Since Sihuan Pharmaceutical Holdings Group has shed HK$465m from its value in the past 7 days, let's see if the longer term decline has been driven by the business' economics.

See our latest analysis for Sihuan Pharmaceutical Holdings Group

Sihuan Pharmaceutical Holdings Group isn't currently profitable, so most analysts would look to revenue growth to get an idea of how fast the underlying business is growing. When a company doesn't make profits, we'd generally hope to see good revenue growth. That's because it's hard to be confident a company will be sustainable if revenue growth is negligible, and it never makes a profit.

In the last three years Sihuan Pharmaceutical Holdings Group saw its revenue shrink by 24% per year. That's definitely a weaker result than most pre-profit companies report. Arguably, the market has responded appropriately to this business performance by sending the share price down 15% (annualized) in the same time period. Bagholders or 'baggies' are people who buy more of a stock as the price collapses. They are then left 'holding the bag' if the shares turn out to be worthless. It could be a while before the company repays long suffering shareholders with share price gains.

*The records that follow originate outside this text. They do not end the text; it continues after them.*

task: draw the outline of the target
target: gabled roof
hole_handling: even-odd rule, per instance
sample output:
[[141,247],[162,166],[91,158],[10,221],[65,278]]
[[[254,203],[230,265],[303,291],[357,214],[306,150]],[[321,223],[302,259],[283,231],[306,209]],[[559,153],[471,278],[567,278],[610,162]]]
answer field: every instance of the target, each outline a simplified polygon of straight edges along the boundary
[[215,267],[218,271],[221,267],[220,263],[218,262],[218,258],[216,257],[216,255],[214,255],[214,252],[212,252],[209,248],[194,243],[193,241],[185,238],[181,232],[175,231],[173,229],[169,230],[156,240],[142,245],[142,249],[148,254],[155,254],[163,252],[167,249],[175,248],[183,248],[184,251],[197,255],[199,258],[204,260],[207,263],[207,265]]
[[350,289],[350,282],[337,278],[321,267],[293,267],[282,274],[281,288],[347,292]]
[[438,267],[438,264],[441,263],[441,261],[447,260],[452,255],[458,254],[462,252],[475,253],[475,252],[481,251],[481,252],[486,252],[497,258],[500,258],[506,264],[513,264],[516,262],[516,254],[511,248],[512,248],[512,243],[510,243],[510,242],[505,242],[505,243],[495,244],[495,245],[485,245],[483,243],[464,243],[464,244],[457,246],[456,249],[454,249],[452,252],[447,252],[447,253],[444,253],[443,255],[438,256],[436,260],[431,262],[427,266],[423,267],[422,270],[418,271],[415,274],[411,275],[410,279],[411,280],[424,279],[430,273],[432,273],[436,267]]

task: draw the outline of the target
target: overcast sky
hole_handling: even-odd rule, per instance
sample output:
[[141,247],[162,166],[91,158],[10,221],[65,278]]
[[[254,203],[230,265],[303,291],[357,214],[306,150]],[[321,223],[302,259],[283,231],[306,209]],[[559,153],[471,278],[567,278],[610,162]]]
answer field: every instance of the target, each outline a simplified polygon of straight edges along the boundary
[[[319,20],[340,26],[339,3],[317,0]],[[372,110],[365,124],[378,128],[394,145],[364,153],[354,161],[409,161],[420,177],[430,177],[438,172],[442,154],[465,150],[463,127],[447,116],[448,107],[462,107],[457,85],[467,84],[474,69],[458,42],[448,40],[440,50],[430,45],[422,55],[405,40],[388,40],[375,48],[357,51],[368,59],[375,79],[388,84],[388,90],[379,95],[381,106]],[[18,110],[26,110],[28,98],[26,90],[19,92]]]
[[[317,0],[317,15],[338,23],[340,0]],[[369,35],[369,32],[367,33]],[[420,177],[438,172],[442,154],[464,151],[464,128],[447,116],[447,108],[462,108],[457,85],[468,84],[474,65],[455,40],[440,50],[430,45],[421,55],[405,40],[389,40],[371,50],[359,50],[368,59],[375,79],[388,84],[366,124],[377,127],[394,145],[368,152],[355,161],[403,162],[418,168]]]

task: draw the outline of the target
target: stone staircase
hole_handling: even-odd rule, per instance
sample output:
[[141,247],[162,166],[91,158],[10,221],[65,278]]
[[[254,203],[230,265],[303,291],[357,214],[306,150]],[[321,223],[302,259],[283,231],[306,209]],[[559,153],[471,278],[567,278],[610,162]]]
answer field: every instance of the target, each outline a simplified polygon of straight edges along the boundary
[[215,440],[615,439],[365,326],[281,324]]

You can see below how earnings and revenue have changed over time (discover the exact values by clicking on the image).

earnings-and-revenue-growth
SEHK:460 Earnings and Revenue Growth December 19th 2024

This free interactive report on Sihuan Pharmaceutical Holdings Group's balance sheet strength is a great place to start, if you want to investigate the stock further.

What About Dividends?

As well as measuring the share price return, investors should also consider the total shareholder return (TSR). The TSR incorporates the value of any spin-offs or discounted capital raisings, along with any dividends, based on the assumption that the dividends are reinvested. Arguably, the TSR gives a more comprehensive picture of the return generated by a stock. As it happens, Sihuan Pharmaceutical Holdings Group's TSR for the last 3 years was -40%, which exceeds the share price return mentioned earlier. And there's no prize for guessing that the dividend payments largely explain the divergence!

A Different Perspective

Sihuan Pharmaceutical Holdings Group shareholders gained a total return of 8.8% during the year. But that was short of the market average. On the bright side, that's still a gain, and it's actually better than the average return of 1.8% over half a decade It is possible that returns will improve along with the business fundamentals. It's always interesting to track share price performance over the longer term. But to understand Sihuan Pharmaceutical Holdings Group better, we need to consider many other factors. For example, we've discovered 1 warning sign for Sihuan Pharmaceutical Holdings Group that you should be aware of before investing here.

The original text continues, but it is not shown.